17 Januari 2010

Kasihan Hanura Manggarai

Menyoal Kriteria Pilkada 2010

Oleh Frans Anggal

Pasangan Christian Rotok dan Deno Kamilus (Credo) mendapat juklak dan juknis dari Partai Hanura untuk diusung dalam pilkada Manggarai 2010. Padahal, pasangan incumbent ini tidak berencana lamar ke Hanura karena dipastikan, Hanura Manggarai mengusung paket lain. Kendati demikian, Credo akan manfaatkan peluang ini. Demikian warta Flores Pos Rabu 13 Januari 2010.

Juklak dan juknis itu langsung dari DPP pusat, tidak dari atau melalui DPC Manggarai. Ini janggal. Sekaligus menunjukkan, Credo berkenan di mata DPP, tapi tidak di mata DPC. Mau berkenan bagaimana, DPC pasang kriteria sedemikian rupa sehingga menutup pintu bagi Credo.

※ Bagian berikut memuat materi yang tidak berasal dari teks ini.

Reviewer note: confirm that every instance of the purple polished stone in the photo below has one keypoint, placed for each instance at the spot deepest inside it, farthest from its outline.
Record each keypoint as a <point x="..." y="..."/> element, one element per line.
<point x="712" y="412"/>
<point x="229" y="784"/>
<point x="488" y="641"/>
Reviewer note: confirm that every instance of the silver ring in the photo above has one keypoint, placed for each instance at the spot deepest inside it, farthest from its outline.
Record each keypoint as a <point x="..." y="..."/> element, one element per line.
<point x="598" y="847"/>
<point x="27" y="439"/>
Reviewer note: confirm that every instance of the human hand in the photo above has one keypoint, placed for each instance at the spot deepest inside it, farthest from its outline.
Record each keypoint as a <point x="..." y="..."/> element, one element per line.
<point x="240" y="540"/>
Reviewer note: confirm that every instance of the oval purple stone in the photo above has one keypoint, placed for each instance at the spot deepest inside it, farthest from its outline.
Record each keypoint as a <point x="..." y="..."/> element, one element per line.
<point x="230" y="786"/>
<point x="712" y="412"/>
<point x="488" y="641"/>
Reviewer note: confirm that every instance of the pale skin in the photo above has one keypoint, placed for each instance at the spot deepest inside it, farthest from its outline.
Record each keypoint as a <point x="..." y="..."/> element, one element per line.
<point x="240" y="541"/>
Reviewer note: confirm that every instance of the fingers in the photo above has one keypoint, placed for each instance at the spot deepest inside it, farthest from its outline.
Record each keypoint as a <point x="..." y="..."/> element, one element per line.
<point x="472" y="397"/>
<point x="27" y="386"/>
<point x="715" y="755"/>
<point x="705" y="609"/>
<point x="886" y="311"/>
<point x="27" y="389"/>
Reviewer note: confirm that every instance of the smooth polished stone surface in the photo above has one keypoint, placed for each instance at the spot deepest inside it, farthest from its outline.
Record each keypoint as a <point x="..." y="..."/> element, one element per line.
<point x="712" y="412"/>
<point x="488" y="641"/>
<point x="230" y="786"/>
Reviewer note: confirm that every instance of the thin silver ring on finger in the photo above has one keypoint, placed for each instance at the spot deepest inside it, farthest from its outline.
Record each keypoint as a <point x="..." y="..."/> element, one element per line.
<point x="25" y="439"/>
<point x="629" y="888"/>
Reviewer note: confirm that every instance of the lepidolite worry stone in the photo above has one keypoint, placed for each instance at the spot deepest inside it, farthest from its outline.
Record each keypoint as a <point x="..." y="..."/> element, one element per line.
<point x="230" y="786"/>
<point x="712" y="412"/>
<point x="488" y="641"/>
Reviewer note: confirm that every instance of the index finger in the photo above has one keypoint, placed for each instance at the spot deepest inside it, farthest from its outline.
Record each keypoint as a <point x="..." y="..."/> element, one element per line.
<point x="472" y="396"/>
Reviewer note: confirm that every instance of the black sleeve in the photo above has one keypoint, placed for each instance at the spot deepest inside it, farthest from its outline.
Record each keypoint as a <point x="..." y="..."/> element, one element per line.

Apa kriteria itu? ”Yang harus diusung, putra asli Manggarai,” kata Priani Mbaut, Ketua Bapilu. ”Hal ini sudah dipertimbangkan secara matang dengan mempertimbangkan aspek politik, budaya, sosiologi, dan sebagainya.”

Bagi Credo, kriteria ini kriteria ’maut’. Sebab, Chris Rotok keturunan Manggarai Timur. Kita tidak harus dukung Rotok atau Credo untuk tandaskan kriteria ini sesat. Sebab, yang tersingkir olehnya bukan hanya Rotok dan Credo, tapi juga dan terutama rasionalitas demokrasi, rasionalitas pluralisme, rasionalitas multikulturalisme. Dengan kriteria ’putra asli’, Hanura Manggarai mundur ke zaman batu. Tidak siap berkiprah sebagai partai modern. Kasihan!

Mari berandai-andai. Dalam hidup menggereja, sekadar analogi. Kalau harus ’putra asli’, Mgr Gabriel Manek SVD (alm) tidak akan pernah jadi uskup di Flores, karena dia putra Timor keturunan Tionghoa. Atas cara yang sama, Mgr Donatus Djagom tidak akan pernah jadi Uskup Agung Ende, karena dia kelahiran Manggarai. Mgr Petrus Turang tidak akan jadi Uskup Agung Kupang, karena dia asal Manado. Mgr Silvester San tidak akan jadi Uskup Denpasar karena dia orang Flores berdarah Tionghoa.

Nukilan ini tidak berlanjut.